Image taken from Office of Personnel Management’s “Retirement Quick Guide”.

Amos said she hopes the guide will help employees understand on a more specific level who to contact with questions, based on their job application timeline.

“What I hope is that now we have connected the dots between the three main tracks of this process – the agency, the employee and the OPM,” Amos said.

The National Association of Active and Retired Federal Employees (NARFE), an advocacy group focused in part on retirement services for federal employees, said the OPM’s new guide is a step in the right direction. This will likely help reduce confusion and uncertainty for retiring applicants, and may also reduce calls to the OPM from applicants seeking answers about the status of their applications, John said.

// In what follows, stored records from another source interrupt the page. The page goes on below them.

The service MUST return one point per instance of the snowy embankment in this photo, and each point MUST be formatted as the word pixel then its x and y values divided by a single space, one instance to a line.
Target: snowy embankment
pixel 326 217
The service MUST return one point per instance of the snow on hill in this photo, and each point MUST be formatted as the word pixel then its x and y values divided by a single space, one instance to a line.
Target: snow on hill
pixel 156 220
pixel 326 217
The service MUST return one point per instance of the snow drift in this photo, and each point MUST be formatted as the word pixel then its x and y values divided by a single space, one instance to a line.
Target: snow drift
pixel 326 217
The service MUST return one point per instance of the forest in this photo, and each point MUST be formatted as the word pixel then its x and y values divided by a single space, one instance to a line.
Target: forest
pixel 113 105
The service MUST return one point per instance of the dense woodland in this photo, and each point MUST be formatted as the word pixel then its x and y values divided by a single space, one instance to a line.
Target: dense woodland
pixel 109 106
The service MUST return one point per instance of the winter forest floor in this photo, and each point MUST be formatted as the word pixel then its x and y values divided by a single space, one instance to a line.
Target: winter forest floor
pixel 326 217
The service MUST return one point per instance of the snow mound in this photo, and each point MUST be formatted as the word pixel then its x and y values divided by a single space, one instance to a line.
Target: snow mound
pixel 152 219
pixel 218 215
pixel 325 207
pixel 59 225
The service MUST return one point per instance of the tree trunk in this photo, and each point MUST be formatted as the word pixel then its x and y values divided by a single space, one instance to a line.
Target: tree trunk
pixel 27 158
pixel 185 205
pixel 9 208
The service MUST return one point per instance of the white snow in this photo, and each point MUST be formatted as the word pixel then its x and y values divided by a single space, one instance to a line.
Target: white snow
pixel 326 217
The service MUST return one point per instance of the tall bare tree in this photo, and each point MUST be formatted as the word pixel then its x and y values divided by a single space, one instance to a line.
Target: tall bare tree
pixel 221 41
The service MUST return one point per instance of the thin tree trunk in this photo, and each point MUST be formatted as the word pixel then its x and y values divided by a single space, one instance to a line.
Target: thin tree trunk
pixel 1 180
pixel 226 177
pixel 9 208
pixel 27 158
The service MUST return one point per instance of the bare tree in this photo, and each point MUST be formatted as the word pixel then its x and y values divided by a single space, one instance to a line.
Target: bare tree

Hatton, NARFE’s staff vice president for policy and programs.

With additional time and resources likely to become available, Hatton said he hopes the OPM will turn its attention to the larger issues of pension services and go beyond simply improving communication around the current situation. Beyond an overview of the retirement process, Hatton said the OPM should develop case tracking systems to communicate progress as it occurs – an effort that would prove more useful in the long run.

“Rather than accepting long processing times, we encourage process improvements and modernization, such as the use of an online retirement application integrated with OPM processing systems, to reduce them,” Hatton said. at Federal News Network.

The OPM plans to update the new guide every month. But to be able to provide real-time updates on the status of pension applications, the agency should review and modernize the pension services system.

“We don’t have the system to be able to provide real-time status of individual cases — we’re still a paper-based process,” Amos said. “Until we modernize and have a case management system where we can electronically track where cases are, we won’t be able to provide a unique real-time status for each case.

More pension service plans on the horizon

Beyond this more immediate response to some of the common issues of retiring federal employees, the OPM is making longer-term efforts to modernize retirement services as a whole. OPM’s FY2024 budget request includes increased funding for pension services, to address legacy IT and make large-scale changes.

OPM Chief Information Officer Guy Cavallo plans to tackle IT modernization in small bites. He said there will be a clearer plan for pension services in the agency’s next IT strategy for fiscal year 2023 to 2026.

In the meantime, OPM has made other recent updates to pension services to try and reduce the pension backlog. The agency added a chatbot allowing users to ask and get answers to common questions, and increased the staffing of its call centers for pension services.

Once new modernization efforts begin to take effect, OPM may update the guide to reflect the changes – but details of this are still pending.

“Once we start embarking on this IT modernization effort, we don’t know what this guide will look like. If automated, that form itself could be digitized,” Amos said. “That is yet to be determined, but hopefully once our customers get used to using this guide and the information in it, we can somehow incorporate it into our future state.”